The White House and key lawmakers cleared the way Thursday night for swift Senate action to avert a Jan. 1 spike in income taxes for nearly all Americans, agreeing to extend breaks for ethanol and other forms of alternative energy as part of the deal.
WASHINGTON — The White House and key lawmakers cleared the way Thursday night for swift Senate action to avert a Jan. 1 spike in income taxes for nearly all Americans, agreeing to extend breaks for ethanol and other forms of alternative energy as part of the deal.
Tax provisions aimed at increasing production of hybrid automobiles, biodiesel fuel, energy-efficient homes, coal and energy-efficient household appliances would be extended through the end of 2011 under the bill.

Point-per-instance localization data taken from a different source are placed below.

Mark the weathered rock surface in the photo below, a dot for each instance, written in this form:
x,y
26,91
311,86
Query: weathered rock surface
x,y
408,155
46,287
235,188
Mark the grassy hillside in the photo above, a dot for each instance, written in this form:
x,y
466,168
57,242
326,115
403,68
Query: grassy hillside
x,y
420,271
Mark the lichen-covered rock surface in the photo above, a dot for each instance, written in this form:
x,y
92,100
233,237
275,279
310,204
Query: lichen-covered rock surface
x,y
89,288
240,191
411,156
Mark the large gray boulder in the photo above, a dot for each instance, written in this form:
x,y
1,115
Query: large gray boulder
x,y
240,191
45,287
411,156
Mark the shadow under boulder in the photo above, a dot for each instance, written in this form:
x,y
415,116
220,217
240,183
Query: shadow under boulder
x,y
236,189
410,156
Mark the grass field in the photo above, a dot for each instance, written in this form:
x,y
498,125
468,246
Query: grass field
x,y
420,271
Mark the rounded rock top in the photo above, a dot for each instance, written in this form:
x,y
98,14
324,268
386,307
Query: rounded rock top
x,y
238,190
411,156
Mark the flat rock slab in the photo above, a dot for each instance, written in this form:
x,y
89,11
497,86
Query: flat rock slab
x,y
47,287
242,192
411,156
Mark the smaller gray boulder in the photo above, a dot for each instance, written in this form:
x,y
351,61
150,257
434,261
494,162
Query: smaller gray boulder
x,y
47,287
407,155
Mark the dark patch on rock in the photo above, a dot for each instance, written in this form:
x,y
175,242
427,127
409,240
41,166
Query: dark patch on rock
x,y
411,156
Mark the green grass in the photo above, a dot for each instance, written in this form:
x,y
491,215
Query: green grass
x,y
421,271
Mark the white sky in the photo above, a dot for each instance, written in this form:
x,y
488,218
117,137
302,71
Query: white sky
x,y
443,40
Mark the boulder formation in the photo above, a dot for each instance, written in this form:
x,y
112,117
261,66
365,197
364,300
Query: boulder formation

Debate on the expanded measure began almost immediately. While there is no precise timetable for passage, a test vote was set for Monday afternoon that appears likely to demonstrate overwhelming support for the legislation, which backers say would help accelerate a sluggish recovery from recession.
The events unfolded as the White House predicted that the agreement between President Barack Obama and top Republicans would clear by year end — even though House Democrats voted Thursday not to allow it to reach the floor without changes to scale back tax relief for the rich.

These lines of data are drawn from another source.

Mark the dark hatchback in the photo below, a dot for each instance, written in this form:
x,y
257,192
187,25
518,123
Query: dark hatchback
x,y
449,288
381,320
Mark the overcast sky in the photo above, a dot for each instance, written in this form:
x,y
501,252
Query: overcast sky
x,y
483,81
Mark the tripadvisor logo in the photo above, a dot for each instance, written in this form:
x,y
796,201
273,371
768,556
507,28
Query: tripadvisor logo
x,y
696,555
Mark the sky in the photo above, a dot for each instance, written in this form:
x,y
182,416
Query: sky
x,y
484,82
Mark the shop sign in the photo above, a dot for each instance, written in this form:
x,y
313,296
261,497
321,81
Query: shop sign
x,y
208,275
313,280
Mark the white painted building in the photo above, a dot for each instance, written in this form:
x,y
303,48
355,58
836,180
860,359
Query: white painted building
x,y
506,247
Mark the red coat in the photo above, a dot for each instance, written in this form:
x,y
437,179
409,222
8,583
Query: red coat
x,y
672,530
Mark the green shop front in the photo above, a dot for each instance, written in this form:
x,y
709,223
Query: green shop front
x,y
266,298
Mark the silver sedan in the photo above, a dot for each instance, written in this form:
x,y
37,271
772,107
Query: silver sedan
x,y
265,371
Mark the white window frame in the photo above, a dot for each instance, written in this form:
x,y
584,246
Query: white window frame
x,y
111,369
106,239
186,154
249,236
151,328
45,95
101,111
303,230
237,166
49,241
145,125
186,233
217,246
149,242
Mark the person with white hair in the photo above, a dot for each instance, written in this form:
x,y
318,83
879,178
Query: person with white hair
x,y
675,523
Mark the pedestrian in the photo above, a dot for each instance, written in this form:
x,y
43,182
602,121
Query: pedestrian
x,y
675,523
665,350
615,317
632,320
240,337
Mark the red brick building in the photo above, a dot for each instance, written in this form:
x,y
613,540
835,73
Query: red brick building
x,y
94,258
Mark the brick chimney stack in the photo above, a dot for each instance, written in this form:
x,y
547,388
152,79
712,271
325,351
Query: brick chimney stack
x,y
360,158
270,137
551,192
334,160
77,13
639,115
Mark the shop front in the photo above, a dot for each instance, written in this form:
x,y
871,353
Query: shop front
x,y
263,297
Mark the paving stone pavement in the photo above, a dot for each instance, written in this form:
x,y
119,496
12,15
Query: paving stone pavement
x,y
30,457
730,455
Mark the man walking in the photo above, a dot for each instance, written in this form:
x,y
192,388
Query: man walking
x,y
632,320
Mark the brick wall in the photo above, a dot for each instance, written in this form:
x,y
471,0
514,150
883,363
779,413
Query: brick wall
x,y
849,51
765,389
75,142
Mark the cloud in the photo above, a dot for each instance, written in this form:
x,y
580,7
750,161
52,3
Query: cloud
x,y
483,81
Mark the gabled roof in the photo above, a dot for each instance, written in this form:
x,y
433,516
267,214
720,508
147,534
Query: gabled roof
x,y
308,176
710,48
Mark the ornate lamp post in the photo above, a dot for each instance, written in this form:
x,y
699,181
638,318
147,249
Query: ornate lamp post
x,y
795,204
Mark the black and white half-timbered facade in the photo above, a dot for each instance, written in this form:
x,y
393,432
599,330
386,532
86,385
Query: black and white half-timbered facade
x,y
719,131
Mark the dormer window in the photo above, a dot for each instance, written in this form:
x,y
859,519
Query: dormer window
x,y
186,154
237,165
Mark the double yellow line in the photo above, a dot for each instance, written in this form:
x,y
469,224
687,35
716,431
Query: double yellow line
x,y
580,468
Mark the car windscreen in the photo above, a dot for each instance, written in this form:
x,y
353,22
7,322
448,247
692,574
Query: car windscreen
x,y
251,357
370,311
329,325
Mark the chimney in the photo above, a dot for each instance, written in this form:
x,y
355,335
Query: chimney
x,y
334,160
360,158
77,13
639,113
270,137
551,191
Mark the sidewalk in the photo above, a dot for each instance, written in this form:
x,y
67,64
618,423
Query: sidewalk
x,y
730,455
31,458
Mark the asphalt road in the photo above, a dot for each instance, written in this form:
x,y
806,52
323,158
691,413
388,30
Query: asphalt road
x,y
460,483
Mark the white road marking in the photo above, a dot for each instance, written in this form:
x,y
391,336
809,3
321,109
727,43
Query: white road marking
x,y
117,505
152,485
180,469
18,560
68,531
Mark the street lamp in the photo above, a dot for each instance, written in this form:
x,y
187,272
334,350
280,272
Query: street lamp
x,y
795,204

"If it's take it or leave it, we'll leave it," said Rep. Lloyd Doggett, D-Texas, after a closed-door meeting in which rank-and-file Democrats chanted, "Just say no."
"The deal will get passed," said presidential press secretary Robert Gibbs. There were no predictions to the contrary among senior Democrats on either side of the Capitol.
As announced by Obama on Monday, the deal would extend tax breaks at all income levels that are due to expire on Jan. 1, renew a program of jobless benefits for the long-term unemployed that is due to lapse within days and implement a one-year cut in Social Security taxes.
At the insistence of Republicans, it also includes a more generous estate tax provision. That, in turn, infuriated Democrats already unhappy with Obama for agreeing to extend personal tax cuts at incomes above $200,000 for individuals and $250,000 for couples.
The two-year cost of the plan, estimated at about $850 billion, would further swell record federal deficits.
Despite significant criticism from fellow Democrats, Obama has said the sweeping measure is necessary to help the struggling economy recover from the worst recession in decades. With unemployment at 9.8 percent, a top White House official warned Democratic critics Tuesday they risk sending the economy back into recession if they block the measure.
In the Senate, the emergence of bipartisan legislation also indicated progress for the White House and Senate Majority Leader Harry Reid, D-Nev., toward possible year-end passage of other major items on their agenda.